By November, the feeder is attracting a consistent crowd of hungry visitors. I shouldn’t be surprised to find that my efforts accommodate all manner of appetites, and not just for seed. A few weeks after the banquet starts in earnest, I encounter a goshawk, a formidable predator of smaller birds, holding down a struggling, bloodied mourning dove in the dun-colored grass near the feeding area. Goshawks are normally dwellers of the highlands, but this one, faced with a particularly cold mountain winter and tempted with easy pickings near town, has come slumming down into the lowlands. We are both equally startled at our unexpected encounter, and the goshawk abruptly releases its hold on her prey before flying off. I contemplate the torn body of the dove, which has now ceased its struggle with death, interrupted by my intrusion in its transmogrification into goshawk flesh.

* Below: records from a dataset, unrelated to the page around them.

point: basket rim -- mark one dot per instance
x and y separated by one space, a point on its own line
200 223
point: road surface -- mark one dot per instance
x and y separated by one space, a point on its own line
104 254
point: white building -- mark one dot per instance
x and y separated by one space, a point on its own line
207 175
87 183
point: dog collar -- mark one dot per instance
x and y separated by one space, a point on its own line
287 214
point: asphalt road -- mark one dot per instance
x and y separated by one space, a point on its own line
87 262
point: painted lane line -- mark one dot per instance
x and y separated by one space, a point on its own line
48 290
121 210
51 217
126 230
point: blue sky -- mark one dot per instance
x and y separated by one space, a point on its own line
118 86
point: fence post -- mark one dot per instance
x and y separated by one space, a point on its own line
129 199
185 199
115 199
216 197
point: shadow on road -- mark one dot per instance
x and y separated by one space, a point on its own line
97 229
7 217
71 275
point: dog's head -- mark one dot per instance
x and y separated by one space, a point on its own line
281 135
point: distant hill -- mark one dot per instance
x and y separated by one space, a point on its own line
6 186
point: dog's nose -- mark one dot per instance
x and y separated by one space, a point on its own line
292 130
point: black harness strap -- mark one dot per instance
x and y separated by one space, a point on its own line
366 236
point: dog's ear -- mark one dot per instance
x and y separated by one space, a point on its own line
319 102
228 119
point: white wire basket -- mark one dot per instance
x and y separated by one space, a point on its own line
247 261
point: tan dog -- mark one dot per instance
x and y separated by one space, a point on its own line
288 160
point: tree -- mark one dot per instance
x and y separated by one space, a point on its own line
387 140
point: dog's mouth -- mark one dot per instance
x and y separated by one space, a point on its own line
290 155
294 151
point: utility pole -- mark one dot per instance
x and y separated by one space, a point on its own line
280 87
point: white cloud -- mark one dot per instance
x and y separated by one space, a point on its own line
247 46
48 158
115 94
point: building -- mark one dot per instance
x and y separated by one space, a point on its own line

%MCEPASTEBIN%While I am troubled by the possibility that my provision of seed has done little more than concentrate, fatten, and perhaps render complacent the local passerine birds, offering an unnatural largesse to the local raptors, things become even more complicated when a new set of visitors arrives: starlings. Natives of Europe, starlings were brought to the U.S. in 1890 by a man named Eugene Scheiffelin, who headed up an organization called the American Acclimatization Society. For some inexplicable reason, Scheiffelin’s group was obsessed with introducing every bird mentioned by Shakespeare, no matter how fleeting the reference. Somewhere in Henry IV there is the line “Nay, I’ll have a starling shall be taught to speak nothing but ‘Mortimer.’” Because of Scheiffelin’s release of between eighty and one hundred starlings in New York’s Central Park, the native biota of the Lower 48 has had to contend ever since with a bird that has been likened unfavorably by conservationists to a Norway rat with feathers. Out here in the high desert, the starlings behave like fat tourists, in the harsh months of winter venturing only where they are assured warm quarters and abundant food. In the spring and summer months, they fan out into the surrounding countryside, invading nesting boxes and tree cavities used by the declining Western bluebird and eating the eggs and young of other birds. After the starlings, I notice a large number of European house sparrows, which also outcompete the cavity-nesting native species for breeding space. Then my neighbor’s semiferal cats begin hanging around the feeders. These latter creatures are but a few of the estimated 63 million domestic cats and 30 million feral cats in the U.S. that kill approximately 200 million birds each year.